As in most such mishaps, the victim was a black woman at a public hospital. The principal reason the Dinkins administration abandoned the old approach was that it seemed discriminatory. Minority women giving birth in public hospitals are much more likely to be tested for drugs than are white women or patients in private hospitals. But the policy was also abandoned because it did not work. Explains Susan Demers, deputy commissioner and general counsel of the New York State department of social services: "It put the state in the position of destroying families as the quick-and-easy answer to the drug epidemic."
What does seem to work is a combination of the social-services carrot and the legal stick. The most successful programs for addicted mothers offer every kind of assistance, beginning with detoxification but extending to pediatric services for the child, psychological and job counseling for the mother, and extensive parenting classes. But all this is backed up with a none-too-subtle threat of legal intervention. The Women and Infants Clinic program at Boston City Hospital, for instance, takes this approach to helping addicted mothers. Women in the program must submit to random urine tests each week, and they are told that two unexplained absences in a row will trigger an immediate investigation for child neglect.
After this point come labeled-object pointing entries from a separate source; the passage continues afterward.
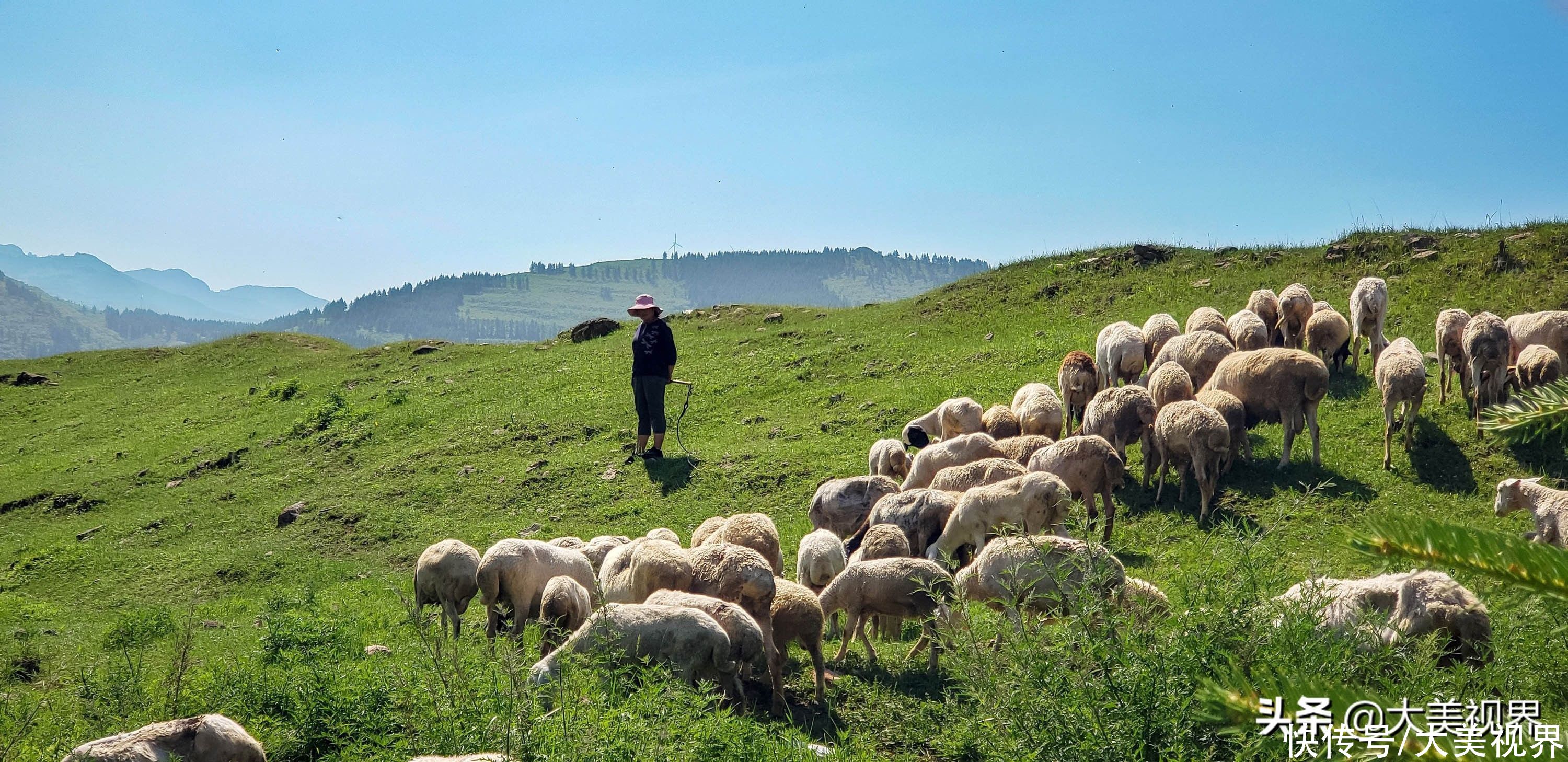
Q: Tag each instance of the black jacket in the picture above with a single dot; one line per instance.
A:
(653, 350)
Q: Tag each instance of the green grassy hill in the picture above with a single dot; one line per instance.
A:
(184, 598)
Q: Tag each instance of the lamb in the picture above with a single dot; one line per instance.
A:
(1329, 338)
(687, 640)
(1485, 356)
(1209, 319)
(841, 504)
(1087, 465)
(951, 452)
(1547, 328)
(1277, 385)
(949, 419)
(999, 422)
(1192, 435)
(634, 571)
(1451, 352)
(563, 606)
(1368, 311)
(446, 576)
(1195, 353)
(1079, 383)
(987, 471)
(1119, 353)
(1296, 309)
(1158, 330)
(1235, 414)
(890, 458)
(1550, 509)
(516, 571)
(1039, 411)
(1266, 305)
(1034, 502)
(896, 587)
(1539, 364)
(192, 739)
(797, 618)
(1120, 416)
(1402, 378)
(1169, 383)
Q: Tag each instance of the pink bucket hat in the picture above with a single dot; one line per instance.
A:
(645, 302)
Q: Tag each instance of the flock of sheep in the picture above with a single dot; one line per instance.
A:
(981, 493)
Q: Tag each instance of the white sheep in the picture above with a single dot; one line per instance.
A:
(446, 576)
(1368, 313)
(190, 739)
(841, 504)
(516, 571)
(1277, 385)
(1035, 502)
(1191, 436)
(1402, 378)
(1119, 353)
(949, 419)
(888, 458)
(1089, 466)
(1550, 509)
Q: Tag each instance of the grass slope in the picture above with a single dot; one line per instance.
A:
(186, 457)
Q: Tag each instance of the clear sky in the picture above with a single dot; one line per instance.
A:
(342, 148)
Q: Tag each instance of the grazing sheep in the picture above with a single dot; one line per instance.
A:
(949, 419)
(952, 452)
(1402, 378)
(999, 422)
(516, 571)
(1089, 466)
(1235, 414)
(1266, 305)
(634, 571)
(1120, 414)
(1119, 355)
(1451, 352)
(1158, 330)
(890, 458)
(1550, 509)
(1079, 383)
(1023, 446)
(1296, 309)
(841, 504)
(190, 739)
(446, 576)
(1277, 385)
(563, 606)
(1169, 383)
(1209, 319)
(894, 587)
(1195, 353)
(1539, 364)
(1034, 502)
(797, 618)
(1249, 331)
(1329, 338)
(1487, 358)
(1368, 311)
(683, 639)
(1192, 436)
(1547, 328)
(987, 471)
(1039, 410)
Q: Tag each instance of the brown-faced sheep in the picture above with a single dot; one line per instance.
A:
(446, 576)
(1277, 385)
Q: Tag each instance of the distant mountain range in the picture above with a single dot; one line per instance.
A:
(90, 281)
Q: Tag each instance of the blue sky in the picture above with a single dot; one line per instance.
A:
(344, 148)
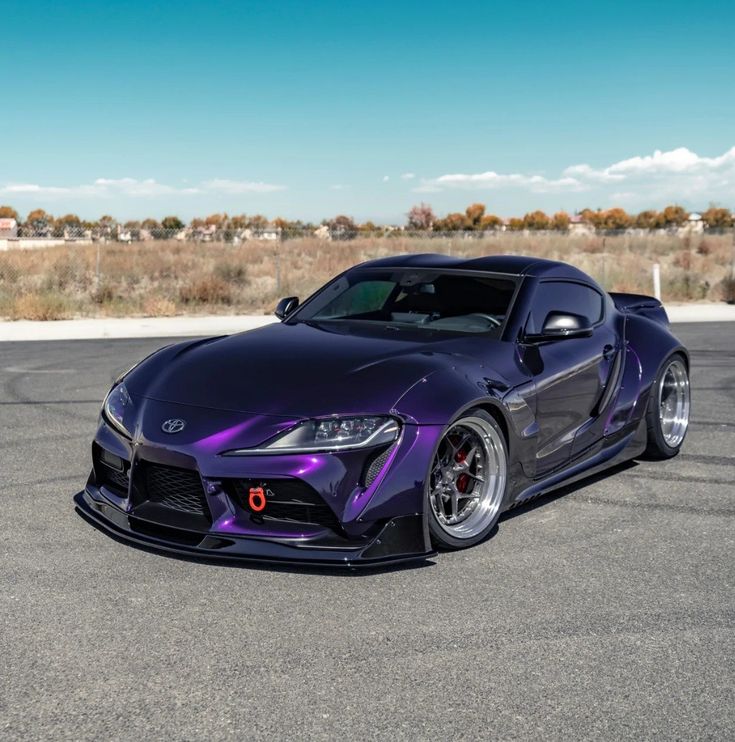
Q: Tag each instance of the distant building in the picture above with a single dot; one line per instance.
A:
(578, 225)
(8, 228)
(695, 223)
In many cities, a mother whose newborn tests positive for cocaine is given a choice: enter a treatment program or give up the child. This ultimatum can work surprisingly well, provided that a good program is available. Margaruite Custode was offered the choice between jail and treatment last June and picked the latter, figuring that she would dry out, get her baby back and get high again. Custode, a 30-year-old New Yorker, had been through detox before, and the treatment never stuck. She had lost custody of two previous children. But this time she entered a program at Daytop Village designed for mothers. To her amazement, she found that within a month she began to connect with other women in the program and to care about getting clean. "The fact that we are viewed as unfit mothers by society is one of the things that bonds us together," she says.
Drug-treatment experts have found that methods that work with men often backfire with women. "Women will not be spoken to harshly or in a condescending manner," says Eugene Williams, coordinator of a treatment program in East Palo Alto, Calif. "Nor is it profitable to accuse them of lying or not toeing the mark as we do in men's programs." Many women addicts turned to drugs because they were sexually abused or raped as children, and they need help repairing the damage. Says Custode of her sessions with other female addicts: "We share some sick secrets with each other that we wouldn't want to share with the opposite sex."
Two things are clear from the case of Margaruite Custode -- and many others like hers. First, if it were not for the threat of losing legal custody, she would not have sought treatment for her drug habit. Second, if it were not for the all too rare opportunity for first-rate treatment, she would not be sober for nine months straight with a good chance of regaining custody of her child. Whether Custode will be a good parent is impossible to say, but both social- service workers and law-enforcement officials are finding that the best way to rescue a child is to rescue the mother as well.